Monday, January 6, 2014

Release the hounds

Too often objections to the death penalty are based on the method by which the state murders the inmate. That is the primary argument against the death penalty under our Eighth Amendment jurisprudence. It was because of these challenges that most states have now adopted lethal injection as their means of killing inmates.

As the method has become more "humane," the room to argue that the death penalty should be considered cruel narrows

But that argument misses the point entirely. The death penalty should be abolished, not because of the way in which it is carried out, but because the power to determine who dies is not a power that any government should wield. The death penalty is capricious in the manner in which it is carried out. When the driver of the car gets the needle while the man who pulled the trigger sits in prison for life, something is wrong.

With the number of exonerations over the past decade we should all be wary of the risk of murdering an innocent man. We know it's happened. And that is at least one time too many.

And so we come to the execution of Jang Song Thaek in North Korea. Who is Jang Song Thaek, you might ask. He was the uncle of North Korean dictator Kim Jong Un. If one is to believe press accounts, he groomed Kim Jong Un to take over the leadership of the country. But, somewhere along the line, he and his nephew got crosswise.

The end result was a show trial in which Jang was convicted of attempting to overthrow the state. The sentence was death - and the manner of death is almost unfathomable.

Jang and his associates were stripped naked and thrown into a cage with 120 hunting dogs that hadn't been fed for five days. The dogs ripped the men apart and ate them.

All the while Kim Jong Un sat and watched with party observers as the men were devoured.

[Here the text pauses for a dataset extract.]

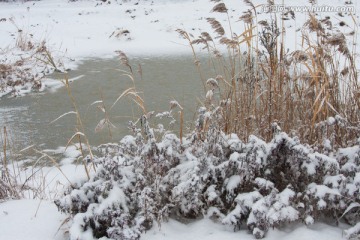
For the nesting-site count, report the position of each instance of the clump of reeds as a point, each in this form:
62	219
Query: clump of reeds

But, as brutal and sadistic as the method of death may have been, the death sentence was worse. There was no adversarial proceeding. There were no rules of evidence. The verdict and sentence were determined before the trial ever began. The lives of six men were taken due to the whims of one man's mind.

At least in the United States we have (in theory) due process rights which allow a convicted man to challenge his conviction or sentence. We have a process in place by which an innocent man can bring forward evidence to challenge the basis of the conviction. But those rights are just reminders that our criminal (in)justice system doesn't get it right all the time.

We've built in safeguards because we know we'll get the wrong result from time to time. That is why the death penalty is wrong. We have no way to insure that we get the right result from every trial. Whether it be manufactured evidence, prosecutorial misconduct, bias from a judge, incompetence from the defense attorney or just bad luck, innocent men and women are convicted in this country.

And for that reason alone, the death penalty has no place in our jurisprudence.